Only four states--Hawaii, Illinois, Oregon, and Washington--currently have laws regulating employer use of credit history data. Sparked by the downturn in the economy, fourteen additional states--California, Colorado, Connecticut, Indiana, Kentucky, Maryland, Missouri, Nebraska, New Jersey, New Mexico, New York, Pennsylvania, Texas, Vermont--are considering similar measures.
At the federal level, Congress is considering its own limit on employment-related credit checks. In January 2011, the “Equal Employment For All Act” (H.R. 321) was introduced in the House. The bill seeks to amend the Fair Credit Reporting Act to “prohibit the use of consumer credit checks against prospective and current employees for the purposes of making adverse employment decisions.”
Proponents of the bills argue that job applicants with poor credit are being unfairly excluded from the job market. They assert that it’s a Catch-22--the unemployed can’t get a job with poor credit and can’t improve their credit without a job.
And the EEOC is not sitting on the sidelines. This past December, the EEOC filed suit against Kaplan Higher Education alleging that the company’s practice of conducting pre-employment credit checks has a disparate impact on racial minorities. According to the lawsuit, Kaplan’s use of credit history data in the hiring process is “not job-related and consistent with business necessity.” The lawsuit comes only months after the EEOC held a public meeting to discuss the use of credit history data in employment decisions.
A similar lawsuit was filed in November 2010 by a private plaintiff challenging the University of Miami’s use of pre-employment credit checks.
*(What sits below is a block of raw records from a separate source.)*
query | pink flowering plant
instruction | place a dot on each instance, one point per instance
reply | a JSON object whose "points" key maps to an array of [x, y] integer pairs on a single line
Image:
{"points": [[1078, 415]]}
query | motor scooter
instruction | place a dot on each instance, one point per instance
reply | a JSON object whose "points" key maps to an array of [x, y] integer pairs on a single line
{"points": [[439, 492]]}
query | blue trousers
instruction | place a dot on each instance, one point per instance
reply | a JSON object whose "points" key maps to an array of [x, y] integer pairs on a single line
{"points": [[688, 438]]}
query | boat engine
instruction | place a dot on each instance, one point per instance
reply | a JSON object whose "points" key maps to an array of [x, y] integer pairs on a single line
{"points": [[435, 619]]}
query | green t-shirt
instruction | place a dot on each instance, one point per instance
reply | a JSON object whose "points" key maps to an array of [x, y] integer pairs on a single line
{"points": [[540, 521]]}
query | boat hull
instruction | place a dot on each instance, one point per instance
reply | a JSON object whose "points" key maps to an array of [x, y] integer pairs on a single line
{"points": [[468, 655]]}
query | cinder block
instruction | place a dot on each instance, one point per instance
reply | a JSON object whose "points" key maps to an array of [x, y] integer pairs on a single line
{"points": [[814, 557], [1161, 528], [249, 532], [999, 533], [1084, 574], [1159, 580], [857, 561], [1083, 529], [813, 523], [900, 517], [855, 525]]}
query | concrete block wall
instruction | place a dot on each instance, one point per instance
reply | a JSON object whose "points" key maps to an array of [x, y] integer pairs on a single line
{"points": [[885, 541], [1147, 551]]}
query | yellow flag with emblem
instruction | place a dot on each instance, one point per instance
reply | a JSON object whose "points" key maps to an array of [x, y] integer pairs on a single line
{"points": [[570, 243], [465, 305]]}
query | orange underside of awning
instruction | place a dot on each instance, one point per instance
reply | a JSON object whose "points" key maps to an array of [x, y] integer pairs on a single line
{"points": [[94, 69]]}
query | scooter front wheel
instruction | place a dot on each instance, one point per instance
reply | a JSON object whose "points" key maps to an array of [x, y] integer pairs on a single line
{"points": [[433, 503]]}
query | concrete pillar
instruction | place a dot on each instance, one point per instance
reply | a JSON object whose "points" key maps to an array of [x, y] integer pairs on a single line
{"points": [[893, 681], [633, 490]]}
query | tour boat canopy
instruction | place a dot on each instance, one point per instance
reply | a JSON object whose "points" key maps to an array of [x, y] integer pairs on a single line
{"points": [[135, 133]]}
Similar to the EEOC’s lawsuit, the plaintiff alleges that the University’s use of credit checks has a disparate impact on minorities.
Given the increased scrutiny of pre-employment credit checks, employers should consider reviewing their pre-employment credit check practices. To minimize potential liability, employers should limit credit checks to positions where there is a “business necessity” and the applicant’s credit history is relevant to the position.